A Model for Travel Time
Thomas G. Hess
Most actuaries know the negative binomial distribution as a model for loss frequency. The negative binomial distribution can also describe another familiar process. To quote Hastings and Peacock (1974), "The negative binomial variate Y:x,p is the number of failures before the xth success in a sequence of Bernoulli trials where the probability of failure is q = 1p. Parameters x, the Bernoulli success parameter, a positive integer, p the Bernoulli probability parameter, 0 < p < 1."
The mean number of failures before the xth success is xq/p. We can call a success a pass and the sum of x and y the number of trials or sittings needed to achieve x passes. The average number of trials or sittings to achieve x passes is x(1+q/p). The variance is xq/p2.
Let x = 7 and p = 1/3, then the mean number of failures before the seventh pass is 14. On average, 21 sittings are needed to achieve seven passes. If p=9/20 and x=7 then the mean number of failures before the seventh pass is 8.56 and, on average 15.56 sittings are needed to achieve seven passes. A pass rate between 1/3 and 9/20 would imply between 21 and 15 sittings to achieve Associate. For x = 10 and p =1/3 the mean number of sittings to achieve ten passes is 30.
If two of the required passes are split into two parts and another is partitioned into three parts, a required seven passes has now become 11 required passes and the mean number of trials or sittings has grown to 33. This 57.1 percent increase may be mitigated by multiple trials at a sitting. To achieve Fellowship, the needed number of passes has increased to 14 and the mean number of sittings has increased to 42, an increase of 40 percent. Changing the needed number of passes to 9 and keeping p=1/3, gives an average of 27 sittings to Fellowship. This is a decrease of 36 percent.
I have set p = 1/3 for convenience; the average number of sittings to achieve x passes is 3x. For p = 1/2, the average number of sittings to achieve x passes is 2x, or a third less than the average when p=1/3. If a student can raise the probability of passing to 2/3, then the average number of sittings needed drops to 1.5x. If the probability of success is only 1/4 then the average number of sittings to obtain x passes is 4x.
The model lets one estimate the impact of various changes. If p=1/3 and three passes are needed the average number of sittings needed is nine. If the needed number of passes is changed to two then one can solve for the new p value that would keep the average number of sittings at nine (the new p is 2/9).
This initial model, as do all models, has limitations. There are at least three limitations. First, the model focuses on how an individual candidate travels through the exams, not on how a cohort of candidates who start the exam process at the same time move through the exams. It does not consider multiple exams at a sitting, people who chose to quit taking exams, etc. Second, the model gives answers in terms of sittings, not time.

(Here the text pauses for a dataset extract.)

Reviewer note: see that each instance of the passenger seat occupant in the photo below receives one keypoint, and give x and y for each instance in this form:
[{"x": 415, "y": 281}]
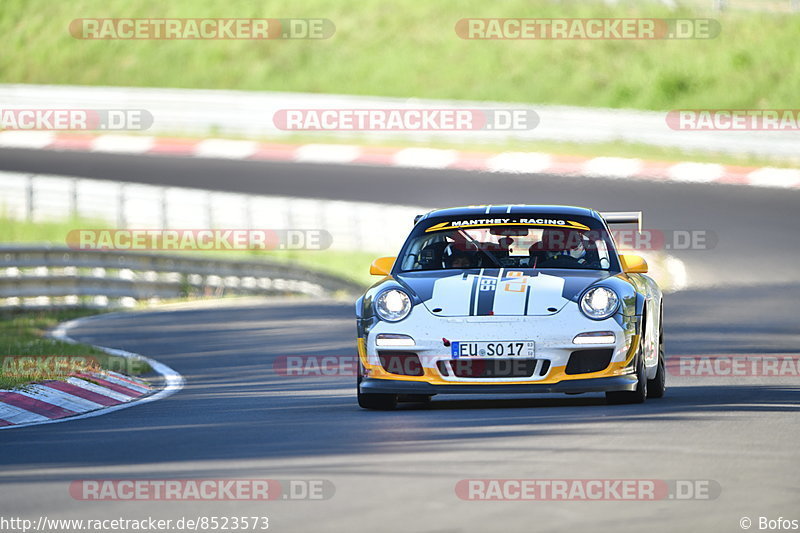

Finally, the model assumes that p does not change. P equal 1/3 is lower than the average pass ratio. A nonrandom sample of 108 exams from Fall 1987 to Fall 1997 has a mean of 37.9 percent with standard deviation of 5.8. The mean plus or minus two standard deviations gives a range of 26.3 to 49.5. The average p and the standard deviation of p do appear to vary among exams, but that would be the subject of another article.